ウインドウズやMacなどのOS, インターネットエクスプローラやネットスケープなどのブラウザ、JavaやAcrobatなどの環境ソフト(なんと呼ぶのでしょうか?)は、公開初めから完全ではないのですが、一方でバージョンが上がると買い直さなければいけないようなゲームソフトとは異なります。これらは何かをする時には必ず必要なエンジンのようなものであり、公開されて使われて行く間に不具合を修正しながら、更に改良されたりと、進化をして行きます。「パッチワーク」という手芸がありますが、修正ソフトの事をパッチとも呼ぶようです。要は穴が空いた部分を継ぎはぎするからで、想像するとあまり良いイメージにはなりませんが、始めから100%完璧にプログラムするなどはある意味不可能で、将来的にどんな技術が開発され、それをも見積もった拡張性を事前に備えることは無理です。
なぜ、様々なアップデートが必要なのかは,もうご理解いただけたと思います。ブラスターウイルスは、まさにOSにぽっかりと空いた穴をついて侵入するものでした。この穴をふさぐ事で簡単に防御する事ができたわけです。
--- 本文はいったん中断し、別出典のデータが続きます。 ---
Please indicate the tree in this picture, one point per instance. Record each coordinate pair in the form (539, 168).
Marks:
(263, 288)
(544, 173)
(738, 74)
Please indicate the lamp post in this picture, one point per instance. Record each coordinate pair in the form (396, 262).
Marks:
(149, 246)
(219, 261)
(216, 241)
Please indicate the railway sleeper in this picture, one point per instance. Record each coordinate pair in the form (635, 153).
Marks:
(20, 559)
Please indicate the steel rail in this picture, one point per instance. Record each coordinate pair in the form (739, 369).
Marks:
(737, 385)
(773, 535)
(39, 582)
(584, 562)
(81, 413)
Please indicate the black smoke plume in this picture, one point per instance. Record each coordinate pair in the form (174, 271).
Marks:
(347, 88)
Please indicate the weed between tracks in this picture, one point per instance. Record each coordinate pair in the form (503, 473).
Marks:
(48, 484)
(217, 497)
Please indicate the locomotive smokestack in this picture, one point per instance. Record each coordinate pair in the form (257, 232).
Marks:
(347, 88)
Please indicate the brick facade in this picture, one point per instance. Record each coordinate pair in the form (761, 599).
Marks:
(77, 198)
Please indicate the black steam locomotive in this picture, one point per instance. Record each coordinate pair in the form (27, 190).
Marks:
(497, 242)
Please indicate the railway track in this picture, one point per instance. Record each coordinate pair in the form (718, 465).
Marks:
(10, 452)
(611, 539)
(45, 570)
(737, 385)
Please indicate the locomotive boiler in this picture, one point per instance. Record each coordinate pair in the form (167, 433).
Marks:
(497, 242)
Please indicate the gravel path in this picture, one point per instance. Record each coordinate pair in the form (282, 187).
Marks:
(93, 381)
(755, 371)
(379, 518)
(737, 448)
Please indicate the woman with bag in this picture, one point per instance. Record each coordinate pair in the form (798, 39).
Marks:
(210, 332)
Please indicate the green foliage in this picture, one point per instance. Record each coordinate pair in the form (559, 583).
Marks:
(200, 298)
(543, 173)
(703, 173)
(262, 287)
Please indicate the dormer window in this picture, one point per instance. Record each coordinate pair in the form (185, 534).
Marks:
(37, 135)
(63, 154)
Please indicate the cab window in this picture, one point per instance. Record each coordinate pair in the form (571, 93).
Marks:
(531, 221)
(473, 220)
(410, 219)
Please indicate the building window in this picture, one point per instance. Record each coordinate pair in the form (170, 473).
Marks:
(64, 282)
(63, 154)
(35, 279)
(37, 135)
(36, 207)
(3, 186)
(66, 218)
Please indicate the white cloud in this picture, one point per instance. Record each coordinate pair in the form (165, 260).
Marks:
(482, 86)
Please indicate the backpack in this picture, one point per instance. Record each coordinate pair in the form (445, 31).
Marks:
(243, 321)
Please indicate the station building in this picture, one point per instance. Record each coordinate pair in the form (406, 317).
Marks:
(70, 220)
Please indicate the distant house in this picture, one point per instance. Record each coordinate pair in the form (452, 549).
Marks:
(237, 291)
また、別々に開発されたソフトの間に不具合が本格的に判明するには実際に使ってある程度の事例が蓄積されないと解って来ないものもあり、使用者である皆様方のレポートなどが非常に役に立っているようです。ただし、アップデートをして返って悪くなったように感じる場合もあるようです。セキュリティを伴わないもので、元に戻せるものであれば戻してみるのも良いと思います。少し経てば、またその不具合を修正したものが出てくるでしょうから。
<余談>
日本人は新もの好きで有名ですが、PCに関して特にOS関係は慎重になったほうが良さそうです。つまり上でも説明したように、実際に予想できない使われ方をされてみて初めて新しいOSなどのバグなどが究明される場合が多く、エンジニアの間では新ソフト=最も嫌われる、と言う構図が一部であるようです。WindowsXPの発売が終了し、数ヶ月が経過しました。それでも尚XPが様々なシーンで活躍している(今年の中国オリンピックのオフィシャルブラウザはWinXPだそうです)のは、検証しつくされたという意味で、安心だからなのかもしれません。